Il suo arrivo qui all’Ospedale San Giuseppe è il frutto di una sfida: nel 2008 un dirigente del SITRA (Servizio Infermieristico Tecnico e Riabilitativo Aziendale) gli propone di aprire un reparto di Terapia Intensiva nell’Ospedale. Shpetim, che ai tempi lavorava all’Istituto Europeo di Oncologia (IEO), decide di accettare la sfida e, insieme al Primario di Anestesia e Rianimazione, si occupa della selezione del personale, organizza i corsi di formazione, lavora incessantemente per mesi per organizzare il reparto, collaborando anche al suo allestimento architettonico e all’acquisizione del materiale. È l’inizio di un’avventura che ancora oggi continua.
“Ti sei mai pentito della tua scelta?”, gli chiediamo. “Mai” ci risponde, “sono stato sempre convinto e sono molto felice di fare questo lavoro, nonostante i momenti di difficoltà. Certo, ci sono stati periodi complicati, come durante la pandemia da Covid-19, che ha messo a nudo le fragilità del sistema sanitario. Sono stati mesi che hanno richiesto un impegno e una dedizione totale. Ma, nonostante la paura, non ho mai avuto ripensamenti. E come me, anche i miei colleghi: ho trovato negli infermieri una grande capacità, una voglia di mettersi a disposizione incondizionata. Questi ragazzi non si sono risparmiati, hanno lavorato con la consapevolezza del rischio di infettarsi, senza mai tirarsi indietro e sostenendosi a vicenda.”
Il ruolo degli infermieri è ancora più prezioso in questo periodo in cui la più grande criticità è la carenza di personale sanitario. Oggi più che mai servono persone come Shpetim. “Cosa diresti ad un ragazzo per convincerlo a diventare infermiere?”, gli chiediamo. “Direi che è una professione bellissima,” ci risponde “che ti chiede molto ma dà indietro tantissimo: ti permette di entrare in contatto con le persone, di aiutarle. La nostra è una delle professioni più belle perché ci prendiamo cura degli altri, abbiamo un contatto con loro molto stretto, siamo 24 ore su 24 al loro fianco. Diamo tanto, ma allo stesso tempo riceviamo tantissimo dagli altri.”
Ma il lavoro non è l’unica passione di Shpetim. Nella sua vita c’è anche lo sport. “Ho iniziato fin da bambino a fare nuoto agonistico” ci racconta, “prima di arrivare in Italia ho nuotato a livello agonistico in Albania, e per un breve periodo ho anche giocato a calcio ad un buon livello. Facevo il portiere, lo stesso ruolo che ho ricoperto anche nella squadra dell’Istituto dei Tumori, dove ho giocato per 6 anni quando sono arrivato in Italia.
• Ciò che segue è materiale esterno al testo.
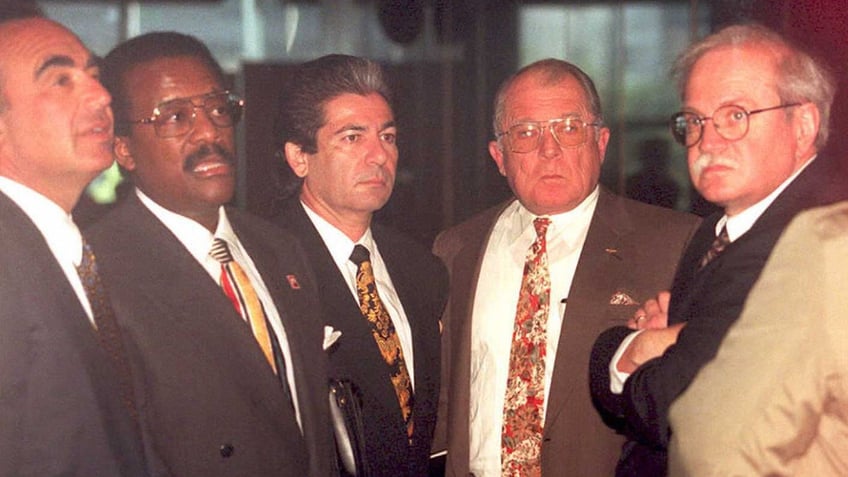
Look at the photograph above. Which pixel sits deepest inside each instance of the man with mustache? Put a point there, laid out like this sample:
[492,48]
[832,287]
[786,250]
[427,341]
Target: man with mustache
[755,114]
[218,306]
[338,135]
[65,408]
[605,254]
Poi ho ripreso con il nuoto e mi sono unito a varie squadre dei campionati Master. Una delle ultime si chiamava San Giuseppe, una curiosa coincidenza. Ultimamente invece mi sono appassionato alla vela, ho seguito un corso e preso la patente nautica.”
“Lo sport per me è fondamentale”, ci spiega, “aiuta a formare il carattere, ti insegna una metodologia di comportamento. Soprattutto gli sport collettivi, in cui bisogna mettersi a disposizione degli altri, lavorare con gli altri e non solo per te stesso. Un atteggiamento che in fondo è alla base del nostro lavoro di infermieri.”